User-Responsive Design
Reducing the Risk of Failure

C. Thomas Mitchell
mitchelc@indiana.edu
www.indiana.edu/~iucdp


Reducing the risk of failure?

If we don’t meaningfully consider…

 …the user and context…

…throughout the design process the design will fail
 

We can find failures in every design discipline

Architecture
Product design
Computer hardware
Information design
Graphic design
Software
Instructional Systems Technology
 

Consider the unpleasant interactions we face

Voice mail
Telemarketers
On-line shopping
Debit card machines
Tax forms

They all diminish us!
 

At base these problems are all design-related
In particular:

 They are problems of interaction with designed artifacts
 

 (Not just objects, but systems)
 
How do we reduce the risk of failure or unpleasantness?

In other words, “How do we improve design experience?”

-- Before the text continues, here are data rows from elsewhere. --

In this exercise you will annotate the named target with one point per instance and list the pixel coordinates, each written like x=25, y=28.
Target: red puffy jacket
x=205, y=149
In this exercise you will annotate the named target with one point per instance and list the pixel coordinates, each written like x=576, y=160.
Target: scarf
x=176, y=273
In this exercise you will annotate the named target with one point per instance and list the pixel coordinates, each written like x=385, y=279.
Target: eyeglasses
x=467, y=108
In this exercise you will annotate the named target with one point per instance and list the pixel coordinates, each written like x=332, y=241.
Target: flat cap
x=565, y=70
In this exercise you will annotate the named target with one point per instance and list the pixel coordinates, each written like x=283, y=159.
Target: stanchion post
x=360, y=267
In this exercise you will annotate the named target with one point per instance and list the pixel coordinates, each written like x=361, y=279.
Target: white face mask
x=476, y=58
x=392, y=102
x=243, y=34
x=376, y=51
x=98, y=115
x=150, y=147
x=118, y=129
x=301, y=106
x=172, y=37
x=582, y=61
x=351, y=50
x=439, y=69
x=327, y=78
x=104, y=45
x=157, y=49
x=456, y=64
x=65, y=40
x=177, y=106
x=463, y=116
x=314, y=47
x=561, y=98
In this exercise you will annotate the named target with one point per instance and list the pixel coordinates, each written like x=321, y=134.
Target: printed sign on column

We meaningfully consider the users at the beginning, throughout, and at the conclusion of the design process.

We ask: “What is the likely effect of this action?”
 

Designing by Listening

We improve design not by doing what we think best

But, instead by learning what the situation/users/context can teach us

It’s about learning to listen!
 

Controlled Experiments vs. Situated Research

John Chris Jones’ study of dials

 versus

John Seeley Brown’s study of how technical workers communicate
 

Observations on Situated Research

Doesn’t assume or impose

Not necessarily a technical solution

Observes, understands, and enhances what is already there!
 

Designing as Learning

Situated research suggests a new view of designing

Relevant to all disciplines, but especially IST

John Chris Jones, “Design is (always) learning”
 

Implications of Designing as Learning

There are no “known” design solutions in advance

No matter how many theories, methods, or processes you have…

…you never actually know what the issues are until you begin designing!

If design problems were not ill-defined, then design would be very boring!

So, instead of seeing design as a way to solve artificially constrained problems well

We accept that design is an ever-changing process of interaction with actual contexts
 

Practically this means…

Designers’ primary job is to learn and explore:

 • Designing interventions based on what  we find
 • Observing their effectiveness in context
 • Refining them
 

Conclusion

Viewed this way design takes on a new, enhanced role:
 

  It becomes a means of mediating and improving people’s interactions with the world


Instructional Systems Technologists have a very important role to play in this!